Director: Miguel Morayta (The Bloody Vampire 1961)
Producer: Internacional Sono Film S.A. / Tele Talia Films
Score: Luis Hernandez Breton
Writer: Miguel Morayta
Director of photography: Raul Martinez Solares
In a small village in the 16th century, mysterious deaths occur on the night of the full moon near the Lagoon of Death. Although the local priest and the villagers are mystified by several sudden deaths, one resident, Doctor Alvaran (Rafael Del Rio), an expert on vampires, is certain the deeds are the work of the respected Count Frankenhausen (Carlos Agosti), who lives in a castle with his beautiful daughter, Brunhilde (Erna Martha Bauman), who is the spitten image of her dead mother. Heck, she even has the same name! The villagers scoff when Alvaran tries to convince them that Count Frankenhausen is really a vampire, and that the Count's only salvation is an injection of clamic acid extracted from the roots of the mandragora tree. Hildegard (Bertha Moss), Count Frankenhausen's loyal servant, consistently sabotages Alvarans' attempts to thwart her master. Alvaran goes to the castle and meets Brunhilde, who refuses to believe that her father is a bloodsucker who uses his influence on her (even though Alvaran finds her wandering around the lagoon in a hypnotic trance). He explains that not even driving a stake in the Count's heart could prevent the Vampires from marching on the castle. The only solution is to inject Frankenhausen with the acid. The doctor finds his way to the secret laboratory of Frankenhausen and surprises him. The Count immediately turns into a huge bat with big ears. After a fierce fight, Alvaran flings a stake at Frankenhausen and pins the bat-figure to the wall. As Alvaran had warned the villagers, a mob of Vampires immediately rises from their graves (with stakes sticking out of their chests), attack the villagers, and proceed towards the castle. Can Doctor Alvaran give the Count the juice in time before the Vampires take over?

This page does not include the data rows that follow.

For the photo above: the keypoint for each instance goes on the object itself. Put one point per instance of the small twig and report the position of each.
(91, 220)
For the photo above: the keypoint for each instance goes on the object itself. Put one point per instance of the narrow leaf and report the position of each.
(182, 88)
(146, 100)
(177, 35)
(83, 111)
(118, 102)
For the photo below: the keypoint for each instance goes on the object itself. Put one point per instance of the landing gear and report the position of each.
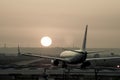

- Precursor to "The Bloody Vampire". According to Mexican film historian David Wilt, "The Bloody Vampire" and "Invasion Of The Vampires" were shot back-to-back in December 1961-January 1962. "The Bloody Vampire" was released in September 1962, and the sequel, "Invasion Of The Vampires" was released the following summer. - The film was re-edited and dubbed for the US by K. Gordon Murray. - In this movie, garlic isn't adequate to fight the threat of the vampires - some other plant takes its place: a potion ("Clammic Acid") is concocted, which returns the dead to their human form and dispels the vampire threat.